Vent'anni di Facebook, una rivoluzione dell’io senza rivoluzionari

Vent’anni fa, esattamente il 4 febbraio del 2004, Facebook irrompeva nella nostra vita.

La storia di quell’evento ci è stata raccontata mille volte, la sua evoluzione da catalogo di belle scolastiche a sistema relazionale del mondo. Oggi siamo in un picco di riprovazione sociale per l’intero sistema dei social. Ogni giorno ci si esercita in un tiro al bersaglio al grido del male assoluto. In questi due decenni, che nella nuova dimensione temporale che ci ha imposto la rete sembrano più o meno di avere la durata di un secolo, almeno 5 generazioni sono cresciute nella certezza che ogni individuo del pianeta sia raggiungibile con un click.

Le sei persone che separano ognuno di noi da tutti gli altri si sono vertiginosamente ridotte a due: chi ci cerca e chi viene trovato. Il mondo è sicuramente più corto, ma soprattutto è affiorata una nuova soggettività, quell’irrefrenabile io che si manifesta sui social frantumando ogni primato o gerarchia dei mediatori.

Insieme al ventennale della creatura di Mark Zuckerberg celebriamo in questi giorni anche i 15 anni del magico bottone I Like, che apparve il 9 febbraio 2009 nella bacheca di Facebook. Un’altra tappa di quella rivoluzione dell’Io avrebbe detto Fichte, il filosofo che poco più di due secoli fa forse anticipò con più nitidezza il processo mentale che oggi vediamo dispiegarsi nella rete.

Nell’interpretazione di un altro grande filosofo scomparso non da molto, Aldo Masullo, Fichte ha focalizzato quella relazione basata sul protagonismo di due individui che si riconoscono l’uno nell’altro come forza motrice. Ci spiega Masullo nel saggio “La Comunità come fondamento” (Libreria Scientifica Editrice), infatti, che Fichte afferma che “l’iità non potrebbe individualizzarsi nella forma della prima persona, diventare io, se non si individualizzasse nella seconda persona: non può nascere un io là dove non sia nato un tu”.

In questa dinamica che estrae gli individui dalle masse, dando a loro il primato nella costituzione delle identità collettive, Fichte aggiunge una forza, diciamo oggi un potere, che promuove e organizza questi incontri fra gli infiniti io con gli infiniti tu ed è, ci dice sempre Masullo, l’Aufforderung, ossia l’invito, una spinta esterna che attrae l’individuo verso la libertà.
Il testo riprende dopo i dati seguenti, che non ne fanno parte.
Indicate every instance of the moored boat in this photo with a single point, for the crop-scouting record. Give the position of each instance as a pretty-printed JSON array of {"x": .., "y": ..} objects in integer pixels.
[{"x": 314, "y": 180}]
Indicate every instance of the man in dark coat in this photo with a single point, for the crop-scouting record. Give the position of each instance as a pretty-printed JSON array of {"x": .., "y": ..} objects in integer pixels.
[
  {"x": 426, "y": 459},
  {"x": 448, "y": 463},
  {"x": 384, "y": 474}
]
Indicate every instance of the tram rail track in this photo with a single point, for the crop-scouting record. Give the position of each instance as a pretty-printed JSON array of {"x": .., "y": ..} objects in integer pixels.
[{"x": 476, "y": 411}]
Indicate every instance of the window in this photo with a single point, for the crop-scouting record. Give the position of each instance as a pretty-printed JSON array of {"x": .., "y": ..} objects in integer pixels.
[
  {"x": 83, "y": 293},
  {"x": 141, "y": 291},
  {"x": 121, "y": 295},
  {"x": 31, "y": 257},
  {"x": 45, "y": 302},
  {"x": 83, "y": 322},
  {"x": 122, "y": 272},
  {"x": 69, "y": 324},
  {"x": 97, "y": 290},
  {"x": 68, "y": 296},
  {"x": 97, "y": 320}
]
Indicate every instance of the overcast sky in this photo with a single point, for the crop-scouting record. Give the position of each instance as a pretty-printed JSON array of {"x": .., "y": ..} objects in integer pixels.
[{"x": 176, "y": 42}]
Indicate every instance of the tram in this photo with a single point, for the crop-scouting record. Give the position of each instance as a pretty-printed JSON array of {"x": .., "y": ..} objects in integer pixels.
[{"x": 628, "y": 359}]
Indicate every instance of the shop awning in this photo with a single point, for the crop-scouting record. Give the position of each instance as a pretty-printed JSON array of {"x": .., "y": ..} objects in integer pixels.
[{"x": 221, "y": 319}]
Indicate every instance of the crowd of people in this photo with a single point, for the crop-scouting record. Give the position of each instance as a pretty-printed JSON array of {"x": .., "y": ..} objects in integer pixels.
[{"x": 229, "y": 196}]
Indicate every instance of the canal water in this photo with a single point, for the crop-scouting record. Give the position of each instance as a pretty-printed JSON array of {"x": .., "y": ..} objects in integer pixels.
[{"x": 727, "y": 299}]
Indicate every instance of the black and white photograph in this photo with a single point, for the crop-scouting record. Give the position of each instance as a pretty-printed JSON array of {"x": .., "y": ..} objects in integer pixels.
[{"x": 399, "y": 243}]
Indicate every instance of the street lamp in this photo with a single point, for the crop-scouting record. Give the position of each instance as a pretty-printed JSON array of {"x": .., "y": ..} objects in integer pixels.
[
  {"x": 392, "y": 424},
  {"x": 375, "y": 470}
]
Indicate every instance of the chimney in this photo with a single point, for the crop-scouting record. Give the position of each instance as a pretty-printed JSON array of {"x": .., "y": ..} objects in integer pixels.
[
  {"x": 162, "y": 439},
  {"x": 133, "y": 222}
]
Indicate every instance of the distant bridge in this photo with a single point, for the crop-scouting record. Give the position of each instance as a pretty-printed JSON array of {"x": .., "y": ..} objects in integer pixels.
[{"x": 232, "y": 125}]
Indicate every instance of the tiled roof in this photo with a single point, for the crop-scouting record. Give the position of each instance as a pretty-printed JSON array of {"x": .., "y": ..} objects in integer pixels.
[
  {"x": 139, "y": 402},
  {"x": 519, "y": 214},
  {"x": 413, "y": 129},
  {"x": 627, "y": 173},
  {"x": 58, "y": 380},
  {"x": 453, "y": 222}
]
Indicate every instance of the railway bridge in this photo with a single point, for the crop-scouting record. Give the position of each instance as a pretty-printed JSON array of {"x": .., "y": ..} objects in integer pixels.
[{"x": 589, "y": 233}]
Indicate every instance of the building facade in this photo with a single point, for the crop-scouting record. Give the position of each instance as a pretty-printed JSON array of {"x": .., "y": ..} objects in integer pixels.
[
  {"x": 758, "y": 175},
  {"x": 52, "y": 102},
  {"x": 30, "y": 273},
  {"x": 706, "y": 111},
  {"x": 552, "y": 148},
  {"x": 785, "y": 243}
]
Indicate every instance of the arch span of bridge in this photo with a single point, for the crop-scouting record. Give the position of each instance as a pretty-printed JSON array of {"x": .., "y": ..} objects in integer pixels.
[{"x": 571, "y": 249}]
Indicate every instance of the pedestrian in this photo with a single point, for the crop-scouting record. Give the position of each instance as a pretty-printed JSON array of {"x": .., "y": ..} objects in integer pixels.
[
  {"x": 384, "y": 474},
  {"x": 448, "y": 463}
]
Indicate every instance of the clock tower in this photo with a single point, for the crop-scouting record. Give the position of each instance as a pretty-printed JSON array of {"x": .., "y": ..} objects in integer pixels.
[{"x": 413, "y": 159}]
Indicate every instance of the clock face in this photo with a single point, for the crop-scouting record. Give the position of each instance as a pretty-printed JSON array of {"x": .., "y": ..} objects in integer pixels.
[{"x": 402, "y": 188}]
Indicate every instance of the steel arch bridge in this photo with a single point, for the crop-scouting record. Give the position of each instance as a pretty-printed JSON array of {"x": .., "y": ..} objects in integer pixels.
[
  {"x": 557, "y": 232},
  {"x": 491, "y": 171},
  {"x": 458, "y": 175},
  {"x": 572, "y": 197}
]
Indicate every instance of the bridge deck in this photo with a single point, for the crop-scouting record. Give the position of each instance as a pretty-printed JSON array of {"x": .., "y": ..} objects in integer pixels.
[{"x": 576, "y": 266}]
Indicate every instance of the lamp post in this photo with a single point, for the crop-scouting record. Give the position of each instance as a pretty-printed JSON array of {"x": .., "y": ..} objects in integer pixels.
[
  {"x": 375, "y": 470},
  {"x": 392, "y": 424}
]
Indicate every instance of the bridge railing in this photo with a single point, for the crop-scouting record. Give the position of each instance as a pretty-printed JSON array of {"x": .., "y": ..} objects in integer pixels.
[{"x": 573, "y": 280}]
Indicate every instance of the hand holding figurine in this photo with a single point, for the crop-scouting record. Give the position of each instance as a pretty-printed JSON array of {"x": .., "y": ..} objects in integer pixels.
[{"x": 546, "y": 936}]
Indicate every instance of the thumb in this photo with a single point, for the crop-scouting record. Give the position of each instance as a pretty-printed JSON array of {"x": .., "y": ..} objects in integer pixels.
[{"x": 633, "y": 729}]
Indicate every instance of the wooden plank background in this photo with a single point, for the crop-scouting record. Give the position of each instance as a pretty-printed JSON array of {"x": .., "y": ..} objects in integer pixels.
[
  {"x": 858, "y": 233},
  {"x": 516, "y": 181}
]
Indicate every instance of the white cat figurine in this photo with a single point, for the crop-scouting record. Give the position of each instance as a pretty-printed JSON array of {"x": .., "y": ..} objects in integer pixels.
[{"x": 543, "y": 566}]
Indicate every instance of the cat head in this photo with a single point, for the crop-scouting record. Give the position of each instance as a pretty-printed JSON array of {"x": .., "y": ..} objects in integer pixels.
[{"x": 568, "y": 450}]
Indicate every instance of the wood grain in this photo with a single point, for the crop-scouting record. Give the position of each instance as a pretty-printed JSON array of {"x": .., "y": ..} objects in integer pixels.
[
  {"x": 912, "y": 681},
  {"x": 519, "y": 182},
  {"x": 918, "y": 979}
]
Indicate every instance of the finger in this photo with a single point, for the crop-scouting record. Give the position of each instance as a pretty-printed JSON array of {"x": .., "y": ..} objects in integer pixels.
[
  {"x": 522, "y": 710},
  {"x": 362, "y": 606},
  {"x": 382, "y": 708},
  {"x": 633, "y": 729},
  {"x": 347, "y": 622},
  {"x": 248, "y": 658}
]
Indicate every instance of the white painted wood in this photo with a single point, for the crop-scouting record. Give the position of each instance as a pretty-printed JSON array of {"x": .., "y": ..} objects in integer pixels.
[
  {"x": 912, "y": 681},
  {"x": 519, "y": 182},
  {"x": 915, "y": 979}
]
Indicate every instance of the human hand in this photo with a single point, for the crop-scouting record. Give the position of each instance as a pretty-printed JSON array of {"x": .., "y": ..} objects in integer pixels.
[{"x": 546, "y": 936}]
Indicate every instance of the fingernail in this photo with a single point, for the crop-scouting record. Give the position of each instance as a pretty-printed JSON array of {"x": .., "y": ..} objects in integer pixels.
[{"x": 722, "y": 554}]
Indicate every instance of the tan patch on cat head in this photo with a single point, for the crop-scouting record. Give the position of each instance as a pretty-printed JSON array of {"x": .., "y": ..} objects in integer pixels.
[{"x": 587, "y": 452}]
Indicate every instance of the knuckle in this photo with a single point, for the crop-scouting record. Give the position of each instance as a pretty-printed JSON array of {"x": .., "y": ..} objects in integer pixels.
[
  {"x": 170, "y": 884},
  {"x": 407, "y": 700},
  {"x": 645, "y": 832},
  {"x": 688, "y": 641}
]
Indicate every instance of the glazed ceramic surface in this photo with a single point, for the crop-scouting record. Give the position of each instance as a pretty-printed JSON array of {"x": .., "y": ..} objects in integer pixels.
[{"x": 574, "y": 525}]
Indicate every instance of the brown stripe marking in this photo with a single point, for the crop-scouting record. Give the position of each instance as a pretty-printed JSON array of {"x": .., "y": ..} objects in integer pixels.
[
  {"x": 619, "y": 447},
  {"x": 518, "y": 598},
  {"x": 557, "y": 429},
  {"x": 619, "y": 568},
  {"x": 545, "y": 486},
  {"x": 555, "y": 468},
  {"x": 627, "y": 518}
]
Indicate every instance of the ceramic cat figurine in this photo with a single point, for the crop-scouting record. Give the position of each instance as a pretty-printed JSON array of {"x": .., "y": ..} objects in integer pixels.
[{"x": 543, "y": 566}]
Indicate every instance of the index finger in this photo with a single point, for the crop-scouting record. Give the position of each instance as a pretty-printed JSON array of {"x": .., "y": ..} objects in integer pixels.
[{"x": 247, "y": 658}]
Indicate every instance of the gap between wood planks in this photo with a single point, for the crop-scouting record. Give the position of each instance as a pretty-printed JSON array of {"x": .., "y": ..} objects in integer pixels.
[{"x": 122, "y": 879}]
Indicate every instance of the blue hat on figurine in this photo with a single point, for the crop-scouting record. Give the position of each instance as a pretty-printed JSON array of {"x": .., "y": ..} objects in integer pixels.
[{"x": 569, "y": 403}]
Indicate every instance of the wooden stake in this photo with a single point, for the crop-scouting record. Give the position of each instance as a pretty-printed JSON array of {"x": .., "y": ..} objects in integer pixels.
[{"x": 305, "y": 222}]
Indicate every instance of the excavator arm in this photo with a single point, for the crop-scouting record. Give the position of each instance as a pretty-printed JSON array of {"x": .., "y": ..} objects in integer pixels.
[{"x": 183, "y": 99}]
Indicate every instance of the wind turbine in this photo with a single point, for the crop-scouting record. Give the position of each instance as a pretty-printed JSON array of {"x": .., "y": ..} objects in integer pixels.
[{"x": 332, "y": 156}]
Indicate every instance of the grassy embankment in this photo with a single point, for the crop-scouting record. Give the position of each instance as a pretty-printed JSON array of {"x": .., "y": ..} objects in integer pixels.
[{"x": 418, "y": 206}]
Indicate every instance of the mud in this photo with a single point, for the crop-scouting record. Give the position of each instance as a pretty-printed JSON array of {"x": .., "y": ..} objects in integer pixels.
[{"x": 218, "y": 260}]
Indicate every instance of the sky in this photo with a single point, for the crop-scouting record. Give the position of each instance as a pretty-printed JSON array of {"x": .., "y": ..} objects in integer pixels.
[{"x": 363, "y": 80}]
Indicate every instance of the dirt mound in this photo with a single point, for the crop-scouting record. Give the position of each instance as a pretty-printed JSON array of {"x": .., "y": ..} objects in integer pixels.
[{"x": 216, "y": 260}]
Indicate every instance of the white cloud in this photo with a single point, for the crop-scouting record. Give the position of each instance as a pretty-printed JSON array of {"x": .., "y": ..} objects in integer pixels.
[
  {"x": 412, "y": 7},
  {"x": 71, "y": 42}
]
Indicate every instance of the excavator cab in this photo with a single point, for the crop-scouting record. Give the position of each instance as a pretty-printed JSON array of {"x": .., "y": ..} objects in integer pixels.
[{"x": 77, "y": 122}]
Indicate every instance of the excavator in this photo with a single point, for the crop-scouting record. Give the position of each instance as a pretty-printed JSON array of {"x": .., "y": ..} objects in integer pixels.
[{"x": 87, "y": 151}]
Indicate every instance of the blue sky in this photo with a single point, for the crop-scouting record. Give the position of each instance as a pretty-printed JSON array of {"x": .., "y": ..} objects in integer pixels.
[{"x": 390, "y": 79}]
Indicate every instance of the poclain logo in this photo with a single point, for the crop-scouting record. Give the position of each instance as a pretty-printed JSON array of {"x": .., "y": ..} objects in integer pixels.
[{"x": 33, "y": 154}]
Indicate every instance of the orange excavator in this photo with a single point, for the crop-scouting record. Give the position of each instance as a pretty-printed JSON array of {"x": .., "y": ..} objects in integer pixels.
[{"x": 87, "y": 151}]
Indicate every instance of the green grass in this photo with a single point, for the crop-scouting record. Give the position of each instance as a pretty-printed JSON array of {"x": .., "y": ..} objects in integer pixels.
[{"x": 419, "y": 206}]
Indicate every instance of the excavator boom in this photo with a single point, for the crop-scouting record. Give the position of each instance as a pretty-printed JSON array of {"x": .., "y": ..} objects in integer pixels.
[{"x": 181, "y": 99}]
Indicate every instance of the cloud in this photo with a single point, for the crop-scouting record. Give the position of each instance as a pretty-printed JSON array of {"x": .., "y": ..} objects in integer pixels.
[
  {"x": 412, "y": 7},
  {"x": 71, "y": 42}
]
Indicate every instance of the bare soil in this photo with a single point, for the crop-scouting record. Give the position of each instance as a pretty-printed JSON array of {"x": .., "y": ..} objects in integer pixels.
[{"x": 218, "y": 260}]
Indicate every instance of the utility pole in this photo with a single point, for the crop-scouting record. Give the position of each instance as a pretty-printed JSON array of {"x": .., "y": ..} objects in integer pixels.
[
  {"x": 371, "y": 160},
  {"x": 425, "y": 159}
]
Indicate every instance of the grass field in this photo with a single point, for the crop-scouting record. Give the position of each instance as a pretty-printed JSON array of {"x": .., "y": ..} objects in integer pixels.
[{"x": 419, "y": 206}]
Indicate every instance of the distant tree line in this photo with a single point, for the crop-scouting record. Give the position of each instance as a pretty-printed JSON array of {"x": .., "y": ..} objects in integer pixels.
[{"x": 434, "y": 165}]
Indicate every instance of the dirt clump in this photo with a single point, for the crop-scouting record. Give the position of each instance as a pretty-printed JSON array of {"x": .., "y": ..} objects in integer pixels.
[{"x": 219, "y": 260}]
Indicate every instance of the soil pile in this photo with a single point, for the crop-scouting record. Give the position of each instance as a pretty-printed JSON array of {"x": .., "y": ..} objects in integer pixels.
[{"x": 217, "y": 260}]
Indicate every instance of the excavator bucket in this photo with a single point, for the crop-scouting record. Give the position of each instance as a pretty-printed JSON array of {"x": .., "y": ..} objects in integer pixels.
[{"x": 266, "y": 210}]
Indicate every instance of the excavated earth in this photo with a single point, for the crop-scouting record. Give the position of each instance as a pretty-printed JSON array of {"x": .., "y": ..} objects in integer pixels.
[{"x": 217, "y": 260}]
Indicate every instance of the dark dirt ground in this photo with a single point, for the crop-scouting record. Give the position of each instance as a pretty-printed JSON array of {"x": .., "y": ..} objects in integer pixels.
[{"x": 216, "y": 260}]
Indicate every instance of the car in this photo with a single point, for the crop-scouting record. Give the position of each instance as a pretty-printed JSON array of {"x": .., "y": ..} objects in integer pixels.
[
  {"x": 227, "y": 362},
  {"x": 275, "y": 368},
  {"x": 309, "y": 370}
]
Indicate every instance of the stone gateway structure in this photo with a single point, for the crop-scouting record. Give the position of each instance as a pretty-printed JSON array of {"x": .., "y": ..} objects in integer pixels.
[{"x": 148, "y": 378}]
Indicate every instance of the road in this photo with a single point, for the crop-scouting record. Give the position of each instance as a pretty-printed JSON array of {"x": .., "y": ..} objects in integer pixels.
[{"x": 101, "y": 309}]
Una visione che oggi ci appare forse come la più lucida e profonda razionalizzazione di quel magico meccanismo che ha visto in così poco tempo diffondere per l’intero pianeta questa spinta irrefrenabile alla relazione in rete mediante un sistema di contatto e conversazione. Gli aspetti degenerativi di  questo ancora acerbo esercizio di discrezionalità per cui ogni io afferma sé stesso scegliendosi un tu con cui dialogare, sono fin troppo noti ed evidenti. Ma sono anche una frazione infinitesimale della massa quotidiana di quei contatti che danno senso a milioni di vite. Le cosidette bolle d’odio, gli sciami violenti che si abbattono su bersagli momentanei, sono tuoni locali in un universo infinito in cui gran parte dell’umanità, almeno 4 miliardi stabilmente si calcola, appoggia la propria esistenza a un sostegno che trova nelle relazioni che si tessono in rete.

I numeri di questo fenomeno ci impongono di non limitarci nell’analisi alla constatazione degli effetti perversi che questa opportunità di protagonismo innesta in ambiti comunque limitati.

Non possiamo non cogliere che l’avvento con Facebook dei social coincide con il ridisegno di processi sia geopolitici, con un appiattimento del mondo come direbbe il politologo americano Thomas Friedman, in cui ogni equilibrio va rimediato con una platea di interlocutori più vasta, fino ad arrivare anche a forme di ingovernabilità, come i conflitti in corso ci testimoniano, che non possono però farci rimpiangere l’equilibrtio di un mondo sottoposto al dominio di due sole super potenze. Dall’altro, non possiamo non registrate quel fenomeno universale di corrosione e contestazione delle élite di comando che vede a tutte le latitudini del pianeta traballare i governi e precarizzarsi le istituzioni. Un fenomeno che ha del tutto sorpreso e scavalcato le forze della sinistra che nella nuova dinamica fra io e tu non ritrovano la propria dimestichezza nel padroneggiare la precedente società di massa. Mentre le destre si ritrovano più istintivamente ad adattare le forme plebiscitarie che il cosidetto capitalismo della sorveglianza, come dice Shoshanna Zuboff, in inediti regimi autocratici. 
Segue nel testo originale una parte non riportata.